Already artemisia, the crop from which the active ingredients for making artemisinin are hoped to be extracted in future, is being grown in Kabale district in western Uganda.

Malaria, the number-one killer in Uganda claiming 320 lives daily and Tuberculosis have been identified nationally, as diseases that must be brought under control in the fight against AIDS.

However, according to Dr Kibende, for long donors would not give Uganda money for malaria control using DDT until recently. Two years ago malaria, according to WHO cost Uganda $700million. This induced the impression that donors were aiding their pharmaceuticals to profiteer from the situation.

Consultation, consultation

Health officials in Uganda say as long as donors do not consult the recipient governments on how to implement interventions, the benefits will be minimal.

"Donors must understand that we are a government running the affairs of Uganda on behalf of the people. They should understand our priorities and involve us in planning and policy formulation," says Otaala.

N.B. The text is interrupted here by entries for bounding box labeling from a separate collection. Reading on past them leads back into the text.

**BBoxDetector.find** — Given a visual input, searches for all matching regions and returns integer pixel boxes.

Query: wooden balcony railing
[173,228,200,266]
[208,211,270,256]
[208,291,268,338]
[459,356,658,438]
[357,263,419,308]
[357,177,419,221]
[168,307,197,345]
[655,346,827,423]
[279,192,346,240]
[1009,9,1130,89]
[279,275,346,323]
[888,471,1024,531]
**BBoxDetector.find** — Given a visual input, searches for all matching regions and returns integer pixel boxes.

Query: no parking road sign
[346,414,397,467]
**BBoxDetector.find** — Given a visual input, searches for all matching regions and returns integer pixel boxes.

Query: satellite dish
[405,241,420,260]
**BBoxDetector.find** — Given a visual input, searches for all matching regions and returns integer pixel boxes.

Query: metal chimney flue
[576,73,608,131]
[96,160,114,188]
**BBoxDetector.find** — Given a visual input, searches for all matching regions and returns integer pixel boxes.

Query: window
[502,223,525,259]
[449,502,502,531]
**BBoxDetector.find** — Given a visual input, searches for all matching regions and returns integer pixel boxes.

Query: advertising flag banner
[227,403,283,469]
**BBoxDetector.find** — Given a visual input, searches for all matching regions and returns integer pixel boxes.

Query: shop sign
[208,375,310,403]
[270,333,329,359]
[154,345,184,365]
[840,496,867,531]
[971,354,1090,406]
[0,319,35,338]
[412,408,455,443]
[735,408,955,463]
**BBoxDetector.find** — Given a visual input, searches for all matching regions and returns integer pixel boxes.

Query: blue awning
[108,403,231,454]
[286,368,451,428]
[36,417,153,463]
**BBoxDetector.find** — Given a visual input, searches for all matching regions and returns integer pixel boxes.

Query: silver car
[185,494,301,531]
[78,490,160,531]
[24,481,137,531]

The most quoted example of the backfire of rocky relations between donors and the government is the Global Fund for AIDS, Tuberculosis and Malaria.

The Global Fund in August 2005 suspended five grants to Uganda worth $367 million after an audit found evidence of mismanagement by the Project Management Unit (PMU), which was established to implement the grants.

A commission of Inquiry into the mismanagement of funds later noted that the problems for the fund started when the Global Fund Secretariat at Geneva insisted on establishing the PMU as a parallel organ to manage the fund's resources.

The government objected to this format and wanted the money channelled through budget support (through government supply chain) so that it would benefit from customary accountability checks. Well, under the GF imposed PMU, the fund suffered unprecedented mismanagement, corruption and had to be suspended.

"Parallel aid arrangements that do not inject to the national pool disrupt the smooth flow of activities and create duplication of services," says Otaala.